Although initial issues only sold 50 copies, circulation soon increased to 15,000. The innovative appeal of Sniffin' Glue was its immediacy:

"Sniffin' Glue was not so much badly written as barely written; grammar was non-existent, layout was haphazard, headlines were usually just written in felt tip, swearwords were often used in lieu of a reasoned argument. . .all of which gave Sniffin' Glue its urgency and relevance."

The early days of the punk movement largely failed to attract the attention of television or the mainstream press, and Sniffin' Glue was a key source of photographs of, and information about, contributors to the scene.

NME acclaimed Sniffin' Glue as "the nastiest, healthiest and funniest piece of press in the history of rock'n'roll habits" and it became a chronicle of the early days of British punk rock as well as pioneering the DIY punk ethic. For the final issue Mark's sidekick Sniffin' Glue photographer, business affairs and later band manager Harry Murlowski recorded "Love Lies Limp" released as a flexi disc record - the first release from Mark Perry's band Alternative TV.

Fearing absorption into the mainstream music press, Perry ceased publication in 1977. In the last issues he encouraged his readers to follow him with their own punk fanzines.

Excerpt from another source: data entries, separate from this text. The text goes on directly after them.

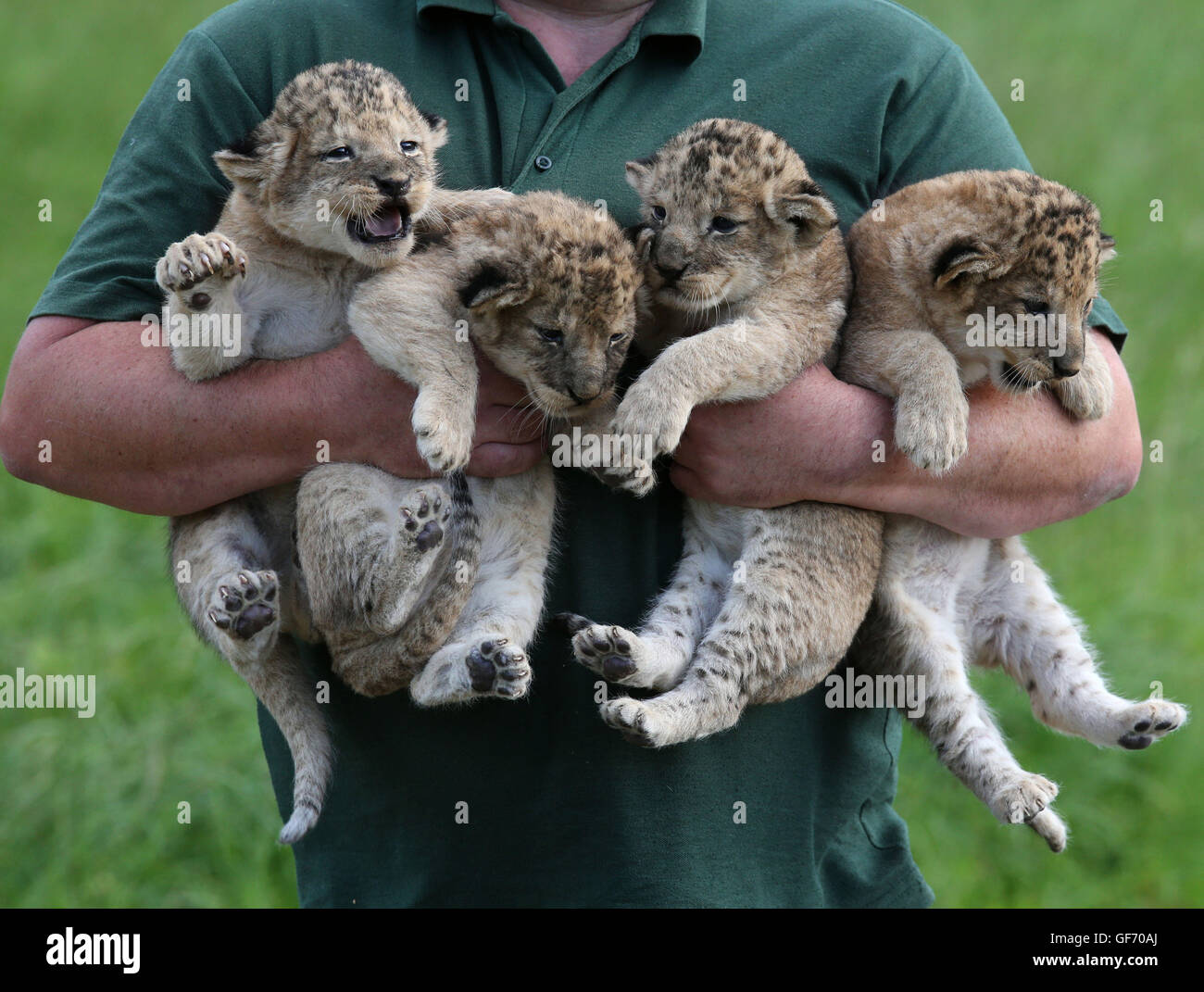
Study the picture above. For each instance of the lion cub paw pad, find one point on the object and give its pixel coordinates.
(496, 667)
(636, 720)
(424, 515)
(1144, 722)
(1023, 798)
(244, 606)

Sniffin' Glue is often incorrectly credited as the source of the illustration featuring drawings of three guitar chord shapes, captioned, "this is a chord, this is another, this is a third. Now form a band", this drawing actually originally appeared in January 1977 in another fanzine Sideburns and was later reproduced in The Stranglers' fanzine Strangled.

In 2000, Mark Perry published Sniffin' Glue: The Essential Punk Accessory, which is a compilation of all the issues of the fanzine with some new material written by him.
Sniffin' Glue is referenced in the song "Three Sevens Clash" by The Alarm, a tribute to 1977, and a follow on from their previous punk tribute "45 RPM".